Musique

Francos: Retour soirée d’ouverture

Nous avons assisté hier à la démonstration parfaite de ce que sont devenus Les FrancoFolies depuis quelques années: un seul et même événement divisé en plusieurs micro-festivals pour mieux régner. Alors qu'une foule éclectique assistait à la Grande fête multiculturelle de Marco Calliari devant la grande scène, un public plus homogène, plus jeune, profitait d'un mini festival indé où Chocolat, Orange Orange, Le Roi Poisson, Rudy Caya et Électro Lise se sont produits sur trois scènes isolées à l'Est du site.

Vers 20h, les membres de Chocolat n'ont pas alimenté leur réputation de musiciens brise fer, se contentant de bien jouer leurs chansons comme de vrais gentleman. Leur répertoire francophone teinté par des références à Bob Dylan électrique et au Velvet Undergound fait de Chocolat un groupe à part au Québec. Il ne faudrait pas qu'ils se mettent la province à dos à cause de leur comportement hors scène déplorable. Jimi Hunt possède une voix reconnaissable entre mille, et son groupe a tout compris des bases rock hypnotiques et déglinguées.

On a tout de même dû partir avant la fin pour attraper quelques pièces d'Orange Orange qui se produisait juste en face de la superbe grande roue (surtout lorsqu'elle s'illumine dans la noirceur venue). Aussi aperçu avec Motus 3F et Gatineau, la moitié masculine du duo, Dom HameLLL, est un meneur de foule né. Charismatique et si cabotin qu'on finit par s'y attacher, il a passé la soirée à s'adresser au manège et à son ami, FrancoFolies, qu'il a trouvé très attentif tout au long du concert d'Orange Orange. Il faut dire que l'humour des pièces, ainsi que l'exubérance de la chanteuse Sabrina Sabotage déconcertent plus qu'autre chose. Difficile de prendre le groupe sérieux. Après quatre chansons, nous avions compris la recette et retournions nous rincer les oreilles à Chocolat.

Le Roi Poisson s'est ensuite amusé sur la scène Loto-Québec. Le quintette a invité le rappeur Maître J pour une pièce et nous a même présenté sa mascotte, poisson multicolore arborant une couronne d'argent. Toujours en progression, le groupe peut se lancer dans une pièce prog / funk générique, digne de Cégep en spectacle (dixit Olivier Lalande), mais peut ensuite enchainer avec un bijou de chanson comme Ouvrier qui, après plus de trois heures de musique, me trottait toujours en tête lors de mon retour à la maison. Le talent est là. L'expérience amènera la constance.

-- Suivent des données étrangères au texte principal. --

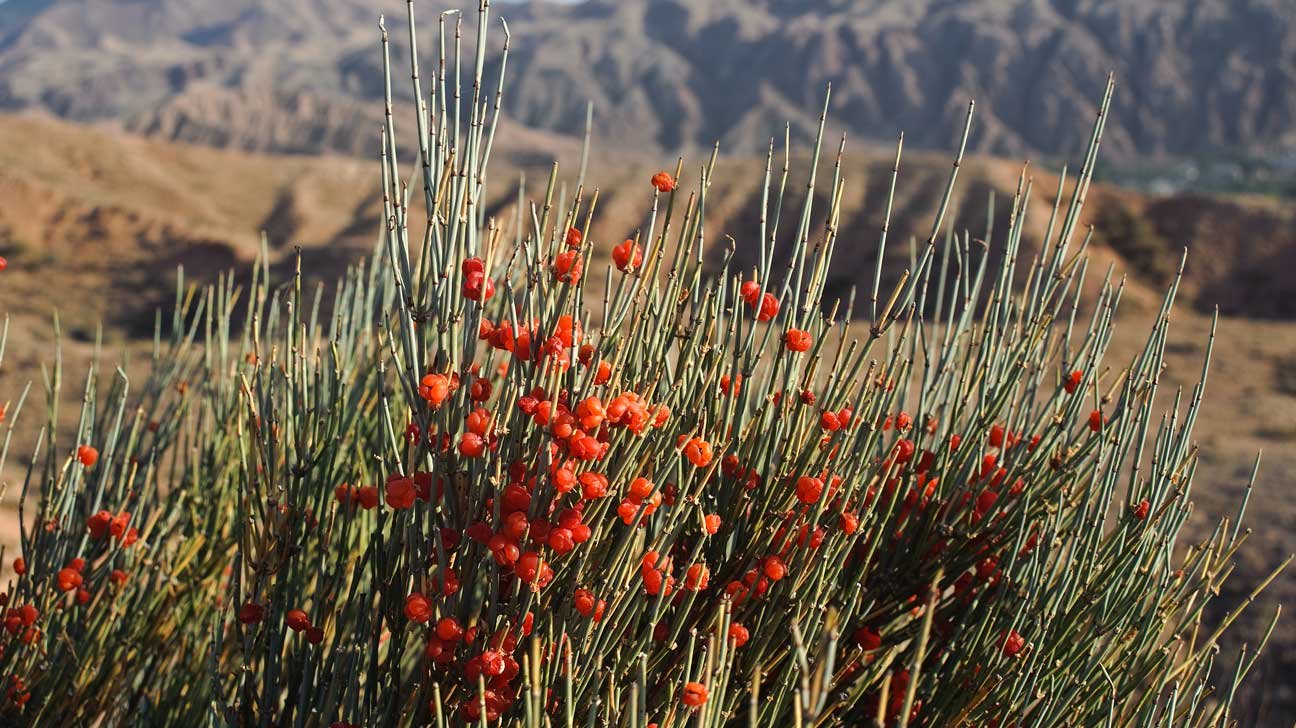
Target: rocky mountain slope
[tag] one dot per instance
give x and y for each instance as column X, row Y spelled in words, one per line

Puis Rudy Caya nous a fait sourire grâce aux quelques vieux succès des Vilains Pingouins qu'il a joués hier entouré de ses jeunes loups, dont le guitariste Marc-André Beaudet des Sainte Catherines. Pour le reste, à l'exception peut-être de Guantanamo Bay, ses nouvelles pièces n'égalent pas mélodiquement son vieux répertoire, ce qui a coupé l'efficacité du concert. Les chansons plus douces de son dernier disque, Le Taureau, ont été majoritairement évacuées au profit des morceaux plus énergiques. Heureusement, parce qu'on préfère Rudy Caya le rockeur à Rudy Caya le mélancolique.

En terminant, que dire d'Électro Lise sinon qu'il s'agit d'une véritable blague, d'un pastiche douteux et simpliste de l'électro-club salace de TTC, Omnikrom et autres Yelle. Dans le rôle de «Je veux être calife à la place du calife», Annie Dufresne ne donne pas sa place. Deux ans après la vague rock garage du début du siècle, elle était rockeuse pure et dure sur son premier disque. Trois ans plus tard, elle est devenue cette Lise, personnage full-cool-électro-super-fluo au service d'un jeu de mot facile. Parlez-moi d'une girouette. On a l'impression que si le reggae devenait tendance dans deux ans, elle se rebaptiserait Rasta Girl et se débarrasserait de cet accent français bidon pour prononcer ses R comme des W. On est parti lorsque Pascal Languirand de Trans-X (groupe pionnier de l'électro québécois) est venu joindre Lise pour interpréter le succès Living on video. Visiblement ralenti (par des années d'excès?), le chanteur avait de la misère à suivre la comédienne qui donnait SON show. La scène était pathétique.